Весь этот рассказ сопровождался соответствующими движениями рук. На словах «и все» старший следователь откинул одну из кистей на стол ладонью кверху, явно изображая отца Урбису в момент его перехода в лучший мир. Несколько мгновений он созерцал свою агонизирующую руку, затем протянул другую к бутылке.
– Этому тоже не повезло, – рассудительно проговорил он, допивая пиво.
Куарт, делавший заметки на визитных карточках, задержал ручку в воздухе:
– Но отчего все-таки обрушился карниз?
– Ну, причины могут быть самые разные. – Навахо с опаской глянул на карточки. Затем, стряхивая с рубашки крошки от тортильи, продолжил: – Согласно Ньютону, оттого, что вследствие земного притяжения и центробежной силы, возникающей при вращении, всякий предмет, предоставленный самому себе более или менее недалеко от поверхности Земли, приобретает вертикальное ускорение и падает прямиком на головы архиепископских секретарей, вставших с левой ноги. – Он взглянул на Куарта, как будто спрашивая, удовлетворен ли тот объяснением. – Надеюсь, вы записали как следует. Чтобы потом никто не говорил, что полиция работает не на научной основе.

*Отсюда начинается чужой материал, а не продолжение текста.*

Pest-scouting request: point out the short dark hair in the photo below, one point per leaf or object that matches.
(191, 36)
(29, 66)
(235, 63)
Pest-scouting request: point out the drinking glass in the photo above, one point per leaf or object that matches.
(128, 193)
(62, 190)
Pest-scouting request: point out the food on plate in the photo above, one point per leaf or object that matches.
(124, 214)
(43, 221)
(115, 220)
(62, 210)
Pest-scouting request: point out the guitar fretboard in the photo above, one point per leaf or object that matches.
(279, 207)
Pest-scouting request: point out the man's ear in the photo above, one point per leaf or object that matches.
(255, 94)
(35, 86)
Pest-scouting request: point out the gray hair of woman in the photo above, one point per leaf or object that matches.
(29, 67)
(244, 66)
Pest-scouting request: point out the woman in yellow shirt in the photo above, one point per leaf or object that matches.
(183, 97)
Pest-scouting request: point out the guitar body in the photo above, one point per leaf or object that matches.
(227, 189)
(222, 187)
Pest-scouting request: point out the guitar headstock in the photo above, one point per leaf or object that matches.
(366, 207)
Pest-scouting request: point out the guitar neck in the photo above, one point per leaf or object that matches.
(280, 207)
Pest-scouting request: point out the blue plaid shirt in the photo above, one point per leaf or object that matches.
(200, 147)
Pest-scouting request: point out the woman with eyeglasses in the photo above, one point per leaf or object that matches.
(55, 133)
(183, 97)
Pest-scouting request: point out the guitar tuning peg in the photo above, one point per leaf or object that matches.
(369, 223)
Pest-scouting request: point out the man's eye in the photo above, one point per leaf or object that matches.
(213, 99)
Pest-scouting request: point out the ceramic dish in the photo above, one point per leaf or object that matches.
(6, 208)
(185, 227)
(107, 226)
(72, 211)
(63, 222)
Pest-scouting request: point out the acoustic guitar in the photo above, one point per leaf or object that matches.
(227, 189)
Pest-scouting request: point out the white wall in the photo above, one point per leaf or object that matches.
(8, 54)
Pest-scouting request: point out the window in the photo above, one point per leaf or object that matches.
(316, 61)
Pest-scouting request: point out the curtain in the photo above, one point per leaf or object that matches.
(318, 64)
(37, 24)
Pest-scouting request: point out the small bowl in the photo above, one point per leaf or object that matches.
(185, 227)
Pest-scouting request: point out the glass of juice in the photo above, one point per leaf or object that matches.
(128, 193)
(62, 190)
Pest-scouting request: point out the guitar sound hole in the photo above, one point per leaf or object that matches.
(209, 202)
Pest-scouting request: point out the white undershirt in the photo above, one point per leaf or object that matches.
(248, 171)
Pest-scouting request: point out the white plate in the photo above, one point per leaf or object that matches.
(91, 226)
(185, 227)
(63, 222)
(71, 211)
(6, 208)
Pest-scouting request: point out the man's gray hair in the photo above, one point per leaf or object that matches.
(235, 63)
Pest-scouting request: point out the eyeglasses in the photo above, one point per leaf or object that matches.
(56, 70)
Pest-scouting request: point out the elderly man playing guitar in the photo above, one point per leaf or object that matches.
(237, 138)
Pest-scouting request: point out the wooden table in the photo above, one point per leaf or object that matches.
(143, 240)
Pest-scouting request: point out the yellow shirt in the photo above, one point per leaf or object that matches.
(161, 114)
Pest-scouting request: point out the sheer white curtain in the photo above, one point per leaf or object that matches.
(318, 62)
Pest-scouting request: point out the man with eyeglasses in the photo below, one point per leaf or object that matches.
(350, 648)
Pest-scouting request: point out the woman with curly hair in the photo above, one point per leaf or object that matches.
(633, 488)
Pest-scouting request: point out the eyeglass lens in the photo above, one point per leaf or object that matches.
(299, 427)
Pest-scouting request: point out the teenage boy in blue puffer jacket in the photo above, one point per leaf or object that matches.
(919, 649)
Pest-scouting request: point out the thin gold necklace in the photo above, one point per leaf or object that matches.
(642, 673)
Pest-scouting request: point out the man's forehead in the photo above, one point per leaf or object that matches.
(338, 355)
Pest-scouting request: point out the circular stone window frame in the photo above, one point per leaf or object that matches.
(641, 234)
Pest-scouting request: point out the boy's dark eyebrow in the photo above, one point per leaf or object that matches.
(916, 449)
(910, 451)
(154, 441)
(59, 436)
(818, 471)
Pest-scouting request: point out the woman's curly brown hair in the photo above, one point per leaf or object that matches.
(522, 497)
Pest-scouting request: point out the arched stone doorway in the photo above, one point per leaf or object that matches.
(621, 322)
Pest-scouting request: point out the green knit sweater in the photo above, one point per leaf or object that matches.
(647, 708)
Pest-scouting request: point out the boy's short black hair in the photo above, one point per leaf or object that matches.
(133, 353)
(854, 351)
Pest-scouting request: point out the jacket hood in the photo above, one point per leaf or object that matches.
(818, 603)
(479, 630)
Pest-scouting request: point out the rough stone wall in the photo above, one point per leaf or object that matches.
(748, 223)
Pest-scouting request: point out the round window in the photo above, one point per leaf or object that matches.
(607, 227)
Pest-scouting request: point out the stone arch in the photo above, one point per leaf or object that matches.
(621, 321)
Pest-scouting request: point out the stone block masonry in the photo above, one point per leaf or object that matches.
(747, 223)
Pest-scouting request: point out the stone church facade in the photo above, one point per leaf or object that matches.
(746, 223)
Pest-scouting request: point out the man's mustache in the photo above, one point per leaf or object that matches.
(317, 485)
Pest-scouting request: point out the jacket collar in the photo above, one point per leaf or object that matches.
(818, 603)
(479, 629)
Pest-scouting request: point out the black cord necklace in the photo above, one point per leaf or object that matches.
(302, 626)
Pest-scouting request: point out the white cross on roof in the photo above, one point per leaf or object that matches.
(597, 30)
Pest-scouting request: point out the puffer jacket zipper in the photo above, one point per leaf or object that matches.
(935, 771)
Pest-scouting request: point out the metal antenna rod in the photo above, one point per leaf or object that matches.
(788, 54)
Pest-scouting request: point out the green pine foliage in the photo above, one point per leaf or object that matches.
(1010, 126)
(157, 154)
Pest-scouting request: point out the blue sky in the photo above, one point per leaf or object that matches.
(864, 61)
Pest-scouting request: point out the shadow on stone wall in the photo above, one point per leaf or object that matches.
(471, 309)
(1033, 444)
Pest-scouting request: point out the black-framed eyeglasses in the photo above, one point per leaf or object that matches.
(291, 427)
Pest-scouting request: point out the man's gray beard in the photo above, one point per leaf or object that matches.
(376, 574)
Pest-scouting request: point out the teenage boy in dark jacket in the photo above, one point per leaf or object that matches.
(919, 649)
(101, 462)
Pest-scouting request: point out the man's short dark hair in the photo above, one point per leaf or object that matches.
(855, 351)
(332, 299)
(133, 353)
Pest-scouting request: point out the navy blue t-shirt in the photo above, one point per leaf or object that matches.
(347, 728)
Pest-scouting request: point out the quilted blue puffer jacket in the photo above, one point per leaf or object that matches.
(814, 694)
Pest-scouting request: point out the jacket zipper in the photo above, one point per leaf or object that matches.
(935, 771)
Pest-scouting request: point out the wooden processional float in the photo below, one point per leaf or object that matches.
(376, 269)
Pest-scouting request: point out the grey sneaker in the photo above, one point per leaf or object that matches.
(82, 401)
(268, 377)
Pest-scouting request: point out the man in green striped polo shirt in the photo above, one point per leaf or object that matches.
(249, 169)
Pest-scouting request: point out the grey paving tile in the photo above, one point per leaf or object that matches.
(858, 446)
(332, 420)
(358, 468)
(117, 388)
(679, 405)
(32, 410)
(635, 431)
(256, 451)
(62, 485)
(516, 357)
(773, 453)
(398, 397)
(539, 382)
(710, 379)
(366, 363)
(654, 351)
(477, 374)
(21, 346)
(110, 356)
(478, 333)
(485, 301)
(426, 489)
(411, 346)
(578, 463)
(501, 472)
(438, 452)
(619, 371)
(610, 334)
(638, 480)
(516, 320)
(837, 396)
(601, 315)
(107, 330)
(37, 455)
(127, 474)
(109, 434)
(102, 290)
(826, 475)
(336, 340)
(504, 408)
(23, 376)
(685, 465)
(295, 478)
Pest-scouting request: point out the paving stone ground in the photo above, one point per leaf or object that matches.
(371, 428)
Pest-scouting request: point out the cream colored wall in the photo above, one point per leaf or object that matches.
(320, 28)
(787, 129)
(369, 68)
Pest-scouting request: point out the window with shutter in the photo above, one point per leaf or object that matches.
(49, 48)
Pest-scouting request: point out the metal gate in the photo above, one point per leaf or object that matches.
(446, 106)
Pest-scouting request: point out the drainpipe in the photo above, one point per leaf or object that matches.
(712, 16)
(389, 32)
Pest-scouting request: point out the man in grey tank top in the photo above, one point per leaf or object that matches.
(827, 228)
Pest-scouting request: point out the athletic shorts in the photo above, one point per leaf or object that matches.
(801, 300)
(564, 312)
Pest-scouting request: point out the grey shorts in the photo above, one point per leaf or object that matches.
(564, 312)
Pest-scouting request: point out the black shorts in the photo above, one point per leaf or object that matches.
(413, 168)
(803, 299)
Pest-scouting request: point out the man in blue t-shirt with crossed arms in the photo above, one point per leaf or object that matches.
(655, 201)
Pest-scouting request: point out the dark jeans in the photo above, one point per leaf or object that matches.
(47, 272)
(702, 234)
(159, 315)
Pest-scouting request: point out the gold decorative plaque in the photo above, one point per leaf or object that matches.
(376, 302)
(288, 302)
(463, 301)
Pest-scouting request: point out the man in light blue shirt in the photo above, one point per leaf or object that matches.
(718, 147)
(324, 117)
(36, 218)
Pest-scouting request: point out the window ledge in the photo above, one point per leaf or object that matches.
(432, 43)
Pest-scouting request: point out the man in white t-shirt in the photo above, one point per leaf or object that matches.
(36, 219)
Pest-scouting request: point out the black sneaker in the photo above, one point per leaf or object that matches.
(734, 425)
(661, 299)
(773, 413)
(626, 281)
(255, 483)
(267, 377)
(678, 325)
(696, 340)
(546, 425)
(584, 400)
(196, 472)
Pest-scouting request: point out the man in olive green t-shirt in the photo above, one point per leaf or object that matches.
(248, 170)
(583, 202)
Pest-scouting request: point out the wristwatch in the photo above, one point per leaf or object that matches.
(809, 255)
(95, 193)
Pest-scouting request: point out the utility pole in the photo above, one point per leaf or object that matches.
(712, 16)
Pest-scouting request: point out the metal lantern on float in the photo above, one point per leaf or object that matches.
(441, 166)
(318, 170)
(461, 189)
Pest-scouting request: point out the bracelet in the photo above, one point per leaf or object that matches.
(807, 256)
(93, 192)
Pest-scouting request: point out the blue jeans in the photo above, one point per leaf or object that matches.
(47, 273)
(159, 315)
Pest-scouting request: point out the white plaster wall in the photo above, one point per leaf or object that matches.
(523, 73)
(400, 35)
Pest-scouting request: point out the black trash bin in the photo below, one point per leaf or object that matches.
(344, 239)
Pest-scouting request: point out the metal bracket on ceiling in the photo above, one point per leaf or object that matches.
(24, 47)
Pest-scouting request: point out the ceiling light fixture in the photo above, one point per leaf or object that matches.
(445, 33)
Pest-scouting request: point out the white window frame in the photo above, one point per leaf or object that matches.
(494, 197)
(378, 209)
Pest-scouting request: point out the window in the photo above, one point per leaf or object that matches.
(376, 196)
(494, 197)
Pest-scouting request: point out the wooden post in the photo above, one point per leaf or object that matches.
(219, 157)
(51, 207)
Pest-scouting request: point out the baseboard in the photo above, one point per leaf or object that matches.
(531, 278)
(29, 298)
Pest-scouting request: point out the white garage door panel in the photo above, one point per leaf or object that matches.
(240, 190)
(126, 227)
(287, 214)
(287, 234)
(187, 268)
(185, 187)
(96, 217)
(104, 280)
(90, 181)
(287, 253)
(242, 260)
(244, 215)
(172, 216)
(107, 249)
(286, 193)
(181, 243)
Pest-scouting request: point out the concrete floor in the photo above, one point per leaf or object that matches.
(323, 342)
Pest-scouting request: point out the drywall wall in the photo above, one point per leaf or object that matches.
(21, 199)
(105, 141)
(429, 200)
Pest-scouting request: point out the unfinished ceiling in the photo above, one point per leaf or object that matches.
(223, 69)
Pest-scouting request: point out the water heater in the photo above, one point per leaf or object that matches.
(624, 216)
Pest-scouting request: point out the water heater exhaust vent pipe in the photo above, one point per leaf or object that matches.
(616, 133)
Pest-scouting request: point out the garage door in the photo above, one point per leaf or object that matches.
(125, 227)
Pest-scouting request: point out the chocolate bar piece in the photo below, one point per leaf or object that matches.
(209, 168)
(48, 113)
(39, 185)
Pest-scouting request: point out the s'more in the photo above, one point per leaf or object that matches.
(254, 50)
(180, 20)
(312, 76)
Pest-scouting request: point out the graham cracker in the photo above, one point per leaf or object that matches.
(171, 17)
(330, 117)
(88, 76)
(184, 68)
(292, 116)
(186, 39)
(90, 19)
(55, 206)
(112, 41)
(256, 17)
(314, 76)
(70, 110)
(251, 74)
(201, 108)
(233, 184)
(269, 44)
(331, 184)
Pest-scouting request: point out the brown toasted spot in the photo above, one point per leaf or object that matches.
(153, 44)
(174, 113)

Куарт понял намек и рассмеялся, пряча карточки и ручку. Старший следователь с невинным видом наблюдал, как он это делает.
– А сами вы что думаете?
Навахо пожал плечами, на которых свободно болталась красная рубашка. Во всем этом не было ничего важного, ничего секретного, но он явно стремился избегать каких бы то ни было заявлений. Поскольку было установлено, что обе смерти произошли в результате несчастного случая, все связанное с храмом Пресвятой Богородицы, слезами орошенной, являлось делом сугубо церковным. Ходили слухи, что мэрия и банки сильно заинтересованы в нем и готовы добиваться своего не мытьем, так катаньем, так что начальники старшего следователя предпочитали держаться в стороне. В конце концов, Куарт, несмотря на свой сан, испанское происхождение и старое знакомство со старшим следователем Навахо, все же был агентом иностранного государства.